Itasca II was built as a private motorboat of the same name in 1911 by the Hudson Yacht & Boat Building Company at Nyack, New York. On 29 May 1918, the U.S. Navy acquired her under a free lease from her owner, E. B. Hawkins of Duluth, Minnesota, for use as a section patrol boat during World War I. She was commissioned as USS Itasca II (SP-803) on 13 July 1918.

Assigned to the 3rd Naval District and based at New York City, Itasca II served on harbor and section patrol duties for the rest of World War I and into 1919.

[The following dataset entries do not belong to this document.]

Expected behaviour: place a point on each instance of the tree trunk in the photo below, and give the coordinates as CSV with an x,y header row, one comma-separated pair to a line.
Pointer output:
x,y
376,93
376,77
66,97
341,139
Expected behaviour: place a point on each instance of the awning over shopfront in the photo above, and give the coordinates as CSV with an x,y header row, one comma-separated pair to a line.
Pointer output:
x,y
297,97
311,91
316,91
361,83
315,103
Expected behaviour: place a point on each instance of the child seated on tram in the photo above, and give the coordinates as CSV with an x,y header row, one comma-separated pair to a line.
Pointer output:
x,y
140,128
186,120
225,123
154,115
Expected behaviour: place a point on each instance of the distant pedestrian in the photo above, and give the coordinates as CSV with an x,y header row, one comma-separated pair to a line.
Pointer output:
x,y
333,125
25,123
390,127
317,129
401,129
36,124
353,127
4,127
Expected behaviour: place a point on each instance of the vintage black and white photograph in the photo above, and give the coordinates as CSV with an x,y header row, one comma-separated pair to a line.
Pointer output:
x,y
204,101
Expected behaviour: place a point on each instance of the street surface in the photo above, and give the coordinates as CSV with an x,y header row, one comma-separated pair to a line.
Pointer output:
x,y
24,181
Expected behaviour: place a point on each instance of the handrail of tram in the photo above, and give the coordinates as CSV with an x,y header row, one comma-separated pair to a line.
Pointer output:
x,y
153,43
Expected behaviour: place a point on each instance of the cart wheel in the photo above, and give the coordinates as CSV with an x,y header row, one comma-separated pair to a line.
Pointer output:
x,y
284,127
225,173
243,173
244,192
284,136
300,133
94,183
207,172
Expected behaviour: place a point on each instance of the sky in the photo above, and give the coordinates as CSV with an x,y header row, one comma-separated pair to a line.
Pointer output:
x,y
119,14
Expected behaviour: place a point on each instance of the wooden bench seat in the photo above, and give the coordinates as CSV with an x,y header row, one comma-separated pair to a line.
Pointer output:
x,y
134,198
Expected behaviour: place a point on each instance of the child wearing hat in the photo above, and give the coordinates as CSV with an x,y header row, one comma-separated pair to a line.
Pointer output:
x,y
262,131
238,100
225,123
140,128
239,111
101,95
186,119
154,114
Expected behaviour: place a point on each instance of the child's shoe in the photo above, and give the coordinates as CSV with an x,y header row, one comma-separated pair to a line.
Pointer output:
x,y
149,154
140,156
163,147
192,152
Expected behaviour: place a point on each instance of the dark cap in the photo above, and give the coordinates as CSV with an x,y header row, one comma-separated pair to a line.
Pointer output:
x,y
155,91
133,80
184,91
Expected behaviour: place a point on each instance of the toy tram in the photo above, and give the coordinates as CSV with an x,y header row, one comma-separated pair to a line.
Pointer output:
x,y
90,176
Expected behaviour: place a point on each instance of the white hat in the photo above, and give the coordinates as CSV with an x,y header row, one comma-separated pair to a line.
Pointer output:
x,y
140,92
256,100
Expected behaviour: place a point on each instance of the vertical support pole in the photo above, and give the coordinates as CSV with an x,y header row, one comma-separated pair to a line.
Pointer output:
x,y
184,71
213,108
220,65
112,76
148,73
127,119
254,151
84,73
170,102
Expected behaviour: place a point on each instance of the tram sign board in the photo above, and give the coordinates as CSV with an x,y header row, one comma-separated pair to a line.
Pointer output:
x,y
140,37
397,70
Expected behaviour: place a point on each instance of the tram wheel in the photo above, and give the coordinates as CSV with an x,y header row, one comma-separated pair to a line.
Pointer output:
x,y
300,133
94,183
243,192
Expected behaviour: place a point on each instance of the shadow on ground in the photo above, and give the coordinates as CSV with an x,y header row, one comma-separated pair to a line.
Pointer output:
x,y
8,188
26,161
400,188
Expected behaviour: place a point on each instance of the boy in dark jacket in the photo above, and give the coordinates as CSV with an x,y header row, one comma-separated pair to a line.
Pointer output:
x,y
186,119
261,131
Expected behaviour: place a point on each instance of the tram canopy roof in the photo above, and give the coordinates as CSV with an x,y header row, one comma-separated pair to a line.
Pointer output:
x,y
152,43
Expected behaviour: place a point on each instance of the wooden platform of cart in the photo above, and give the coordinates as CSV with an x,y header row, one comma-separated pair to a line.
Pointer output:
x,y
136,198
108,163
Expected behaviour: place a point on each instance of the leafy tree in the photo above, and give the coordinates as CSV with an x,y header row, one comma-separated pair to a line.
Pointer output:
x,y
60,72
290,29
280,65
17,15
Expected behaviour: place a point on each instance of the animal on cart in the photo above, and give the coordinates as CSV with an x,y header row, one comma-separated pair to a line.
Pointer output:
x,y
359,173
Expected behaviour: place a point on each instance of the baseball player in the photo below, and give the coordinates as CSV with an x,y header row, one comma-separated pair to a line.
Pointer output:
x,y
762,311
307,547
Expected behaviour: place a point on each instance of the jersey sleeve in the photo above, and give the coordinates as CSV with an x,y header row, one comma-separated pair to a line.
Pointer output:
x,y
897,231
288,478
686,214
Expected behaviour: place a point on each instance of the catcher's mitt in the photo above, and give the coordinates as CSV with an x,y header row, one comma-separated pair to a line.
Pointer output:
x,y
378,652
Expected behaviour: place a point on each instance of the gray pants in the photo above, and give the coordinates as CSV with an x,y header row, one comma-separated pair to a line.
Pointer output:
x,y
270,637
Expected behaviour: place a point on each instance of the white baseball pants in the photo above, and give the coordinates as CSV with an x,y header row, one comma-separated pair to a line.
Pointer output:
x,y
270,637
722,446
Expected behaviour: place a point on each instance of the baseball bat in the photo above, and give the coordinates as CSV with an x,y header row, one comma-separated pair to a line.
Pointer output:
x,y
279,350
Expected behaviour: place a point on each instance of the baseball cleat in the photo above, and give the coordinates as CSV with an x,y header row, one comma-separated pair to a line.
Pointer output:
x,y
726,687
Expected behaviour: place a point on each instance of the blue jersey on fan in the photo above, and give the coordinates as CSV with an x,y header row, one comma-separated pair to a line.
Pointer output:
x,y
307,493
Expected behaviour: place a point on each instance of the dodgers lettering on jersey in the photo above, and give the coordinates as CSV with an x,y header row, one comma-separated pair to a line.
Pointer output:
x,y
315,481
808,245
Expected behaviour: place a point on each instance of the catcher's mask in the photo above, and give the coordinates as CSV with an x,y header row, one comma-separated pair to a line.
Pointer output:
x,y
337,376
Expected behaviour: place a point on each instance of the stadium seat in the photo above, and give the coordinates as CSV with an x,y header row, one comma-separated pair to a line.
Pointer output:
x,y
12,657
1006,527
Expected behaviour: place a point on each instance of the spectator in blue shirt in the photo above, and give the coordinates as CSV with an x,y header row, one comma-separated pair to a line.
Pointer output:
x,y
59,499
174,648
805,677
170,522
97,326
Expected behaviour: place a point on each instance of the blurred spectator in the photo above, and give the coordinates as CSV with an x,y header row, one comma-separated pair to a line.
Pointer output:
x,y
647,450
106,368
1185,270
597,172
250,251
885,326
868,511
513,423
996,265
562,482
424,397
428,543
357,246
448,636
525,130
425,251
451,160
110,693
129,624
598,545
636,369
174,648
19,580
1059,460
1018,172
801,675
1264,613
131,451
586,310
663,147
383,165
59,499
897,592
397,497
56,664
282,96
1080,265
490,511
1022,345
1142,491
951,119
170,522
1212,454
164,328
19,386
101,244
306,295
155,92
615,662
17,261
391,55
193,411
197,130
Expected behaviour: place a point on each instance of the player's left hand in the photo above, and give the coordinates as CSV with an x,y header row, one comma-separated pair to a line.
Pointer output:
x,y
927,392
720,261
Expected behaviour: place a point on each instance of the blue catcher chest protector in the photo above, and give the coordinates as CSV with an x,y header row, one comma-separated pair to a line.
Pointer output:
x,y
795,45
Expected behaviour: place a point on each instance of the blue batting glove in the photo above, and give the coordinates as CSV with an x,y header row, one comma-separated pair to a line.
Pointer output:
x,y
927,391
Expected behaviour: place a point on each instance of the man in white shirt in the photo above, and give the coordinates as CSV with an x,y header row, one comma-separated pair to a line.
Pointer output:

Itasca II was decommissioned on 6 February 1919 and returned to Hawkins

Notes

References

SP-803 Itasca II at Department of the Navy Naval History and Heritage Command Online Library of Selected Images: U.S. Navy Ships -- Listed by Hull Number: "SP" #s and "ID" #s -- World War I Era Patrol Vessels and other Acquired Ships and Craft numbered from SP-800 through SP-899
NavSource Online: Section Patrol Craft Photo Archive Itasca II (SP 803)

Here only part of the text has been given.